Here's how: because when we make any choice based on the fact of another person's relationship to us, we make it based on partial reasons—whether or not we like or love them, whether they have done anything for us, whether they are our lovers or enemies. It's like assuming that some people are more worthy just because we know and love them. But as I pointed out in Chapter 1, the moral attitude requires you to see that each persons' needs deserve to be weighed equally. Sure, your mom's needs and goals count just as much as the scientist's and the ape's—but the point is that they are not supposed to count more just because she's your mom. You are supposed to consider the other beings as your mom's moral equals, leaving aside your particular feelings for her and deciding objectively what do to.

This is a controversial claim. I still think that the morally right thing to do is save your mother—in fact, as I pointed out to my professor, anyone who could coldly stand outside that burning building and calculate who to save when his mother is inside is one cold fish! It should matter that your mom is your mom; that she changed your diapers and soothed your feverish brow. As you will see in Chapter 14, "Using the 'F' Word: Feminist Ethics," feminist ethics argues for the ethical importance of personal relationships ... they do matter. But my professor's claim does make sense: we shouldn't just go around deciding how to behave toward others based on our particular relationships and feelings for them. Sometimes being impartial—having impartial reasons for doing something—is very important.

Impartiality Is Important

Consider a couple of quick examples, and you'll see why impartiality matters. The first example is nepotism ... you know, when someone gives a job to one of his family members, whether or not the person is qualified and well-trained for the job. This really makes people mad (especially when they are stuck working with the incompetent person!), but why? It is because we expect people to be hired based on objective considerations like education, job training, talent, and so on. When Uncle Bunny hires his nephew, Peter, as Assistant Director at the firm it is a direct violation of such objectivity. The second example is a nurse on a busy ward. Suppose this nurse has some favorite patients and some he just can't stand. Would it be right for that nurse to run in response to the call bell every time dear old Mrs. Smith rang it, but ignore the bell because that old curmudgeon Mr. Jones was ringing it again? Certainly not! Nurses should care equally and impartially for their patients, and not "play favorites"; doing so is a violation of professional objectivity, and implies that some patients are better than others.
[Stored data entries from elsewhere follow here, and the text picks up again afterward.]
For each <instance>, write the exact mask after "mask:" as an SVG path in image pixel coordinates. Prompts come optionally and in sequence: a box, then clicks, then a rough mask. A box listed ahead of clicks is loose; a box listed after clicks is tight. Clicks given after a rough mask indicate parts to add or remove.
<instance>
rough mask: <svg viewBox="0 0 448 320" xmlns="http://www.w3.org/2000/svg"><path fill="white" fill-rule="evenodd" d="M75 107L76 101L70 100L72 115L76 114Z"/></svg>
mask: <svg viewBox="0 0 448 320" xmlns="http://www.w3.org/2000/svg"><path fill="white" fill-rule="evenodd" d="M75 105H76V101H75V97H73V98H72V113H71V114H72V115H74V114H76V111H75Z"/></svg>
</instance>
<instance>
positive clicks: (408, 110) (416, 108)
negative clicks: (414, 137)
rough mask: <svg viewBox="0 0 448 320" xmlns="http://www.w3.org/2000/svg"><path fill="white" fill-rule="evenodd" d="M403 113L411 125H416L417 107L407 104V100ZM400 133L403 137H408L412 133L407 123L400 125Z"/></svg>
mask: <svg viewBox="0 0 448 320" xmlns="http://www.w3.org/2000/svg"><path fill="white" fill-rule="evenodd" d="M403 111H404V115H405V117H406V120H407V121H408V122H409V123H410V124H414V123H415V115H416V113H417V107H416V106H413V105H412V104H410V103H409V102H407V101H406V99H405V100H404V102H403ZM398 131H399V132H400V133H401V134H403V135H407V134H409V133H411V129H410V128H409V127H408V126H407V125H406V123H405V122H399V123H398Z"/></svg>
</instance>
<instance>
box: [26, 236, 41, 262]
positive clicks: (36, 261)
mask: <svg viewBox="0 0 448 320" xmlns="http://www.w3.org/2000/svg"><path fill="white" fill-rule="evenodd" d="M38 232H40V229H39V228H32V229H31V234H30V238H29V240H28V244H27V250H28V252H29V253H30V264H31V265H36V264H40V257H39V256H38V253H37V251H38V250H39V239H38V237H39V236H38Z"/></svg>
So where does this leave us? You could say that impartiality requires that we don't make subjective decisions in our dealings with other people. As a rule, it means that we'd better have a darned good reason for treating people differently. The racist, who violates impartiality by refusing to hire people of color, lacks good reasons for his hiring practices because he can give no good reasons for refusing them jobs. (The reasons are going to be bad ones that aren't based on any good evidence!) But when you give a box of chocolates to your dear friend, you aren't violating the rule of impartiality, since you probably do have good reasons for giving the chocolates to her rather than someone else. As for mom ... well, I still think there are good reasons for rushing in to save her from the burning building. Assuming she hasn't recently cut you out of her will!

Tried and True

We shouldn't just go around deciding how to behave toward others based on our particular relationships and feelings for them. Sometimes being impartial—having impartial reasons for doing something—is very important.